Be sure you have a very high permeability toroid, or this won't work.
Maybe a higher value series inductor will do it. I love this idea... please try it.

@Artic Knight
NOT a choke... OK?
The joule thief uses a high permeability toroid. the highest permeability you can find.
Type W is what you want.
I wasted $35 on a minimum order of chokes that wouldn't even turn the circuit on.
Maybe this can save you some trouble.

thank you,

jeanna

freepow

@ Jeanna, What do you mean when you say... Maybe a higher value series inductor will do it.



@ All...   Does anyone here know if say you had a   2.7v 650F CAP, and you charged it up with mA's or Amps
             at only  1v, would the CAP still charge to its full capacity of Amps ,even though you only
             charged it to 1volt instead of 2.7v ????

teslaalset

Quote from: freepow on September 20, 2010, 07:22:17 AM
@ All...   Does anyone here know if say you had a   2.7v 650F CAP, and you charged it up with mA's or Amps
             at only  1v, would the CAP still charge to its full capacity of Amps ,even though you only
             charged it to 1volt instead of 2.7v ????

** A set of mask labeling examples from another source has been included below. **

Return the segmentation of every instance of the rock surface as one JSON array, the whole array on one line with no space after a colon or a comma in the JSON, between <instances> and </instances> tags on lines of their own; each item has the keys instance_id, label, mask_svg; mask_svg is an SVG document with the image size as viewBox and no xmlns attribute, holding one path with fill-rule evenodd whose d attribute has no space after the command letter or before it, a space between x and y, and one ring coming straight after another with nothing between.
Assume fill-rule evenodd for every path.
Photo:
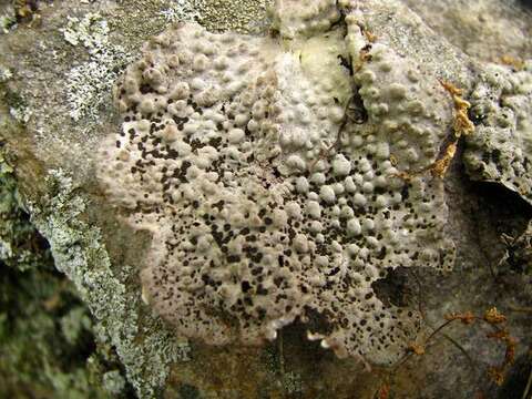
<instances>
[{"instance_id":1,"label":"rock surface","mask_svg":"<svg viewBox=\"0 0 532 399\"><path fill-rule=\"evenodd\" d=\"M93 317L91 330L96 335L99 346L112 348L120 360L120 368L113 366L103 370L101 385L109 392L127 397L134 391L141 398L374 398L383 395L386 389L390 390L390 397L396 398L471 398L478 392L483 392L487 398L522 395L531 369L526 351L531 347L529 329L532 303L528 259L530 228L526 229L532 217L529 204L530 176L526 172L532 93L526 75L530 73L530 61L525 61L532 59L532 48L525 39L532 27L532 16L525 2L485 0L472 7L462 1L442 1L433 8L432 2L428 1L366 0L340 1L339 4L313 1L304 13L298 11L297 2L280 0L274 4L232 1L226 7L225 2L193 3L185 0L38 1L37 4L37 10L31 7L25 11L13 10L12 6L1 6L0 10L3 12L4 30L0 35L2 151L14 160L12 164L18 192L31 215L31 222L50 243L55 267L73 282L82 301L90 309ZM273 11L267 10L269 6ZM16 12L18 18L13 19ZM501 17L495 19L495 14ZM386 264L386 257L377 264L370 284L361 294L364 297L369 291L374 293L371 301L362 300L362 305L357 305L359 307L345 307L342 310L344 303L352 295L336 289L327 295L320 294L321 303L327 305L313 305L314 309L304 314L303 306L311 305L314 299L294 297L295 301L300 301L290 303L290 309L294 310L285 308L287 314L275 310L277 316L268 316L270 320L278 320L278 315L282 315L282 323L273 329L259 328L266 331L265 338L275 338L272 341L266 339L260 346L243 345L239 340L211 346L198 339L188 339L186 336L194 338L202 335L191 334L187 328L173 328L150 305L143 303L142 287L146 286L146 270L150 267L154 269L146 259L153 262L154 248L171 237L170 234L161 235L165 226L170 227L167 221L168 217L172 221L172 216L166 216L164 223L158 221L158 225L149 223L149 228L134 227L131 221L139 209L135 209L136 200L132 202L130 196L144 194L146 188L121 186L117 176L112 175L105 177L105 188L101 171L109 171L112 165L110 161L114 157L102 158L99 154L102 147L116 142L116 136L121 137L123 124L127 123L124 117L130 104L121 108L124 105L120 104L119 94L115 94L119 101L113 101L113 85L122 79L127 90L127 75L134 69L130 66L125 75L123 71L127 65L139 64L142 43L151 40L149 45L161 45L164 35L150 38L176 21L196 21L216 33L237 31L239 38L244 38L242 34L253 35L246 40L252 48L258 45L258 53L268 45L277 49L276 57L287 53L290 58L287 59L289 62L285 60L285 64L275 64L274 57L268 59L267 55L273 55L270 52L265 52L263 61L252 61L250 64L252 74L258 75L272 68L280 76L280 82L273 86L273 93L280 93L275 94L280 99L279 115L293 110L297 96L306 95L303 102L299 100L299 103L306 104L309 99L308 85L304 88L298 84L304 80L304 74L315 79L309 81L314 82L315 92L324 95L323 103L329 110L325 117L317 117L319 110L313 106L297 109L301 115L291 120L286 115L276 120L276 114L265 117L265 112L274 108L260 110L257 105L253 112L255 115L263 114L257 119L260 123L266 121L267 129L278 126L268 131L268 134L260 133L263 149L273 153L264 155L259 151L257 161L264 155L272 167L279 168L288 190L294 190L295 195L309 195L306 204L313 201L318 204L316 212L323 208L316 222L325 225L324 237L331 232L332 222L329 221L336 217L336 207L340 215L342 205L348 217L345 218L345 225L339 223L337 228L346 235L345 244L358 244L369 254L371 250L378 254L381 247L387 246L383 243L390 232L400 233L402 228L427 231L424 235L416 234L417 239L412 241L400 238L399 235L399 247L401 250L411 249L412 256L403 253L402 257L393 258L389 264ZM463 41L468 32L483 32L484 28L492 32L489 40ZM195 29L204 32L203 28ZM509 32L512 32L511 39ZM215 40L211 33L202 34L209 41ZM232 34L225 33L225 37ZM193 42L188 41L187 45L193 45ZM330 54L324 48L331 50L336 63L330 61ZM212 68L208 59L192 55L194 68ZM222 64L224 60L218 61ZM170 64L173 61L168 58L167 62ZM236 68L235 62L234 58L225 60L229 69ZM276 66L266 66L267 63ZM216 61L212 65L216 68ZM297 72L297 68L303 68L304 74L298 74L303 72ZM254 72L254 69L257 71ZM344 75L335 71L344 71ZM497 79L489 78L497 71L501 71ZM164 86L158 84L163 81L158 82L155 71L146 72L142 79L147 80L160 94L165 93ZM218 82L218 78L209 79L209 82ZM325 89L316 80L324 81ZM431 167L446 151L446 141L452 135L452 101L439 81L451 82L463 90L463 99L471 103L469 116L477 125L471 136L459 142L444 178L430 174ZM187 84L200 84L194 82L191 78ZM140 85L136 90L142 92L144 89ZM235 93L241 93L239 90L235 89ZM252 93L268 94L267 86L260 90L264 93ZM330 99L335 96L335 91L338 92L336 108ZM174 95L173 92L168 93L171 98ZM194 99L195 103L203 101L201 106L205 109L213 111L218 106L217 111L222 110L219 98L215 96L214 102L212 100L215 93L200 94ZM180 93L175 95L172 100L183 100L178 98ZM153 99L151 101L140 103L142 113L155 112L150 110L156 106ZM266 105L270 106L273 103L268 101ZM180 115L182 112L191 112L191 115L197 113L197 110L187 109L191 104L183 104L183 108L177 105L172 111L177 119L192 117ZM235 112L248 112L246 106L235 109ZM348 117L344 112L348 113ZM501 114L504 113L510 113L507 123L501 122ZM308 127L300 127L294 122L305 121L306 116ZM347 122L342 122L346 117ZM222 132L226 132L226 139L223 140L245 153L243 140L246 129L236 123L236 117L235 125L229 125L233 122L224 125L226 122L225 119L221 120ZM245 123L248 129L248 121ZM160 141L175 143L174 136L180 134L177 125L178 122L176 126L172 123L166 125ZM127 130L130 127L127 126ZM345 137L336 135L335 127L345 127ZM216 131L216 125L213 131ZM284 131L290 134L283 135ZM298 135L310 136L314 131L318 141L321 140L324 147L328 149L325 153L318 147L314 151L310 144L305 152L298 150ZM110 137L113 141L110 142ZM213 139L216 139L216 134ZM279 145L277 153L276 143L285 145ZM183 147L175 151L186 152ZM260 145L257 147L260 149ZM112 154L121 156L117 154L120 149L114 149ZM197 149L192 150L196 151L194 162L209 156L206 150L203 158ZM495 151L500 152L500 156L493 155ZM491 154L488 158L484 155L487 153ZM367 158L368 154L374 160L381 160L379 167L370 163L369 167L355 164L357 156ZM479 163L483 166L479 167ZM178 165L168 162L168 167L174 166ZM241 166L241 172L244 173L246 167L248 165ZM253 175L258 176L259 170L268 172L260 165L257 171L252 171ZM100 171L98 176L96 171ZM307 171L307 175L304 171ZM357 217L350 215L347 201L341 203L344 197L348 198L342 193L349 190L349 182L340 184L340 187L338 181L327 181L328 173L340 176L342 182L352 177L354 185L360 185L357 188L360 195L356 196L358 192L355 190L352 201L360 202L367 201L365 195L376 188L378 176L398 182L398 186L382 197L370 197L375 202L371 209L397 206L391 208L395 215L391 227L378 227L381 228L381 235L378 229L372 234L375 222L367 218L367 211L357 213ZM357 174L360 175L360 182L357 181ZM242 177L237 175L235 178L238 181ZM110 193L110 183L119 187L113 193ZM146 185L161 195L156 184L149 182ZM263 188L264 193L259 195L262 191L258 186L247 188L257 195L253 201L256 203L267 195L273 198L276 195L273 190L267 192ZM310 194L314 191L316 195ZM396 197L395 191L399 193ZM431 200L424 201L424 196ZM274 200L283 204L280 197ZM295 198L294 202L297 202ZM206 203L207 200L202 201ZM423 203L424 207L421 206ZM116 204L121 207L116 208ZM154 204L156 201L149 206ZM313 213L311 206L309 214ZM13 215L12 212L18 212L10 209L8 207L6 213ZM236 213L236 209L229 211ZM385 211L374 212L379 215ZM410 213L427 218L434 214L437 222L423 226L422 222L413 218L409 226L407 215ZM278 213L275 215L279 216ZM142 216L141 222L149 219L149 216ZM2 232L9 232L3 226L13 226L13 222L2 225ZM256 227L259 228L258 225ZM311 229L318 229L318 226L309 224L306 228L310 237ZM299 232L299 235L304 233L307 234ZM364 233L361 241L349 242L348 237L360 233ZM9 236L10 233L2 235ZM303 253L303 249L308 250L314 245L308 244L308 237L304 237L307 239L305 243L303 238L294 243ZM177 238L181 239L181 236ZM451 241L456 257L452 257L453 262L446 260L449 264L441 266L438 252L449 252L444 248ZM2 244L2 259L17 258L19 253L12 250L17 243L6 243ZM335 246L331 241L327 244ZM417 245L424 252L413 256ZM372 249L366 249L366 246ZM11 248L11 252L4 248ZM308 267L318 267L320 262L331 256L325 255ZM348 275L358 273L351 269L355 260L348 265ZM369 260L361 263L361 267L371 265ZM430 265L432 269L421 267ZM180 269L181 264L172 267ZM326 265L319 267L327 268ZM441 269L447 272L442 274ZM142 279L141 270L144 270ZM321 272L313 273L319 276ZM290 279L300 283L307 277L308 273L293 272ZM324 278L326 285L329 277ZM316 284L319 286L319 282ZM172 287L168 287L171 290ZM153 298L150 284L147 288L147 296ZM238 282L235 296L243 295L243 290L247 290L247 286ZM335 299L341 300L336 304ZM290 298L284 300L290 301ZM334 336L327 328L320 330L328 326L324 315L336 320L345 311L347 317L357 318L357 311L362 311L369 303L418 315L415 332L407 334L393 346L392 358L399 358L395 367L368 369L368 365L358 358L338 359L330 349L306 339L307 330L319 339ZM493 339L485 338L491 326L482 325L480 320L471 326L453 323L441 334L431 337L431 332L446 321L444 315L471 310L482 318L484 311L492 307L507 316L508 328L518 340L515 367L504 369L505 379L500 388L490 379L488 370L501 364L504 348ZM241 310L231 311L236 311L234 317ZM250 310L246 311L254 315ZM375 316L371 314L375 307L364 311ZM174 309L170 316L161 310L158 313L166 319L175 317ZM209 320L205 315L203 319ZM375 325L378 329L377 323ZM335 334L338 334L340 326L345 329L341 320L332 323L332 326ZM239 334L245 335L249 328L243 328ZM354 335L358 337L355 341L360 348L355 350L354 346L348 351L375 360L374 356L367 356L372 354L371 346L375 345L371 336L365 336L361 331L357 334ZM379 332L374 330L374 334ZM424 345L427 339L429 344ZM323 342L324 347L338 348L327 339ZM346 347L346 342L340 347ZM424 349L423 355L420 348ZM409 355L406 361L401 360L409 350L419 355Z\"/></svg>"}]
</instances>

For a capacitor the following formula holds:

Q=C*U

Capacity C is given.
So, if you charge it up to 1 V, Q (charge) will be 1/2.7 of the maximum charge it can hold.
Charge (Q) en current (I) relate as:

I = Q/t or Q = I * t

In other words:

I * t = C * U

You can draw the conclusions.

freepow

 :)  To any one who may know the answer to this...
 
      Say I have a large Cap rated at  2.5v @ 55 F,  and I charge it at say  2.5v with so many mA's or Amps,
      Can I connect a meter to the Cap while charging and look at the meter to show the Cap charging up ???
     
      With the meter reading on Volts,  would I be able to tell when the Cap is fully charged by the meter ???

jeanna

Quote from: freepow on September 20, 2010, 07:22:17 AM
@ Jeanna, What do you mean when you say... Maybe a higher value series inductor will do it.

Hi freepow,
I meant more henries.
Quote
@ All...   Does anyone here know if say you had a   2.7v 650F CAP, and you charged it up with mA's or Amps
             at only  1v, would the CAP still charge to its full capacity of Amps ,even though you only
             charged it to 1volt instead of 2.7v ????

I am pretty sure the amps will be in a kind of proportion and not full charge until you have 2.7volts.
As the charge fills the "plates" of the cap the voltage builds, so the charge (or the stuff that makes amps) will come first and it fills both elements together.

The exception is the voltage spikes.
They do something different, as always!